Rasa: DIET classifier _predict_entities function clean_up_entities for Chinese language issue

Created on 9 Jun 2020 · 3Comments · Source: RasaHQ/rasa

Rasa version:
1.10.1
Rasa SDK version (if used & relevant):
1.10.1
Rasa X version (if used & relevant):

Python version:
3.7.3
Operating system (windows, osx, ...):
osx
Issue:
Chinese Entities predicted correct by DIET model, but will change to wrong by entities = self.clean_up_entities(message, entities)

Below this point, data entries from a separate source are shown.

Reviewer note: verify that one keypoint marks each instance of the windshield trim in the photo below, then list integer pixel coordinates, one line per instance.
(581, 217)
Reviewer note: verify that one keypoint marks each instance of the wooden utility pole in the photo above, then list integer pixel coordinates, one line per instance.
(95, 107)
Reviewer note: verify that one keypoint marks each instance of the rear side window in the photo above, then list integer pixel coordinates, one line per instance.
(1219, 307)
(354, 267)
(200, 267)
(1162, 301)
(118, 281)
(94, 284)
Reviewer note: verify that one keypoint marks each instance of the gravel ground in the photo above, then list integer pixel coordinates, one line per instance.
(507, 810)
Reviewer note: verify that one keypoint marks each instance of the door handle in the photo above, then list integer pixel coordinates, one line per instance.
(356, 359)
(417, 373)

Error (including full traceback):

rasa/nlu/extractors/extractor.py  _token_clusters, this function put all Chinese sentence as a single word, So the correct entities will turn to wrong
    def _token_clusters(tokens: List[Token]) -> List[List[Token]]:
        """Build clusters of tokens that belong to one word.

        Args:
            tokens: list of tokens

        Returns:
            Token clusters.

        """
        # token cluster = list of token indices that belong to one word


the debug output ，the whole sentence "我想换成顺丰快递'" turn to a entities
2020-06-09 15:57:27 DEBUG    rasa.core.processor  - Received user message '我想换成顺丰快递' with intent '{'name': 'inform_choose_delivery', 'confide4753126800060272}' and entities '[{'entity': 'delivery', 'start': 0, 'end': 8, 'value': '我想换成顺丰快递', 'extractor': 'DIETClassifier'}]'

After comment out  nlu/classifiers/diet_classifier.py,    line 806
entities = self.clean_up_entities(message, entities)
it will correct output

Command or request that led to error:

Content of configuration file (config.yml) (if relevant):

language: zh

pipeline:
  - name: HFTransformersNLP
    model_name: "bert"
    model_weights: "bert-base-chinese"
    cache_dir: null
  - name: customrasa.printer.Printer
    alias: after HFTransformersNLP
#  - name: "JiebaTokenizer"
#    # Flag to check whether to split intents
#    "intent_tokenization_flag": False
#    # Symbol on which intent should be split
#    "intent_split_symbol": "_"
  - name: EntitySynonymMapper
  - name: "LanguageModelTokenizer"
    "intent_tokenization_flag": False
    # Symbol on which intent should be split
    "intent_split_symbol": "_"
  - name: customrasa.printer.Printer
    alias: after LanguageModelTokenizer
  - name: LanguageModelFeaturizer
#  - name: DucklingHTTPExtractor
#    url: http://localhost:8000
#    dimensions:
#      - number
  - name: customrasa.printer.Printer
    alias: after LanguageModelFeaturizer
  - name: DIETClassifier
    epochs: 100
  - name: customrasa.printer.Printer
    alias: after DIETClassifier

policies:
  - name: FormPolicy
  - name: FallbackPolicy
  - name: MemoizationPolicy
  - name: MappingPolicy
  - name: TEDPolicy

Content of domain file (domain.yml) (if relevant):

area type

Source

johnson7788

Most helpful comment

@johnson7788 Thanks for submitting the issue. The issue was already solved in https://github.com/RasaHQ/rasa/pull/5756. It will be released in the next minor release. It is not yet clear when this will happen, so please be patient. If you want to use the DIETClassifier and Chinese language, I guess best would be to use Rasa 1.9.7.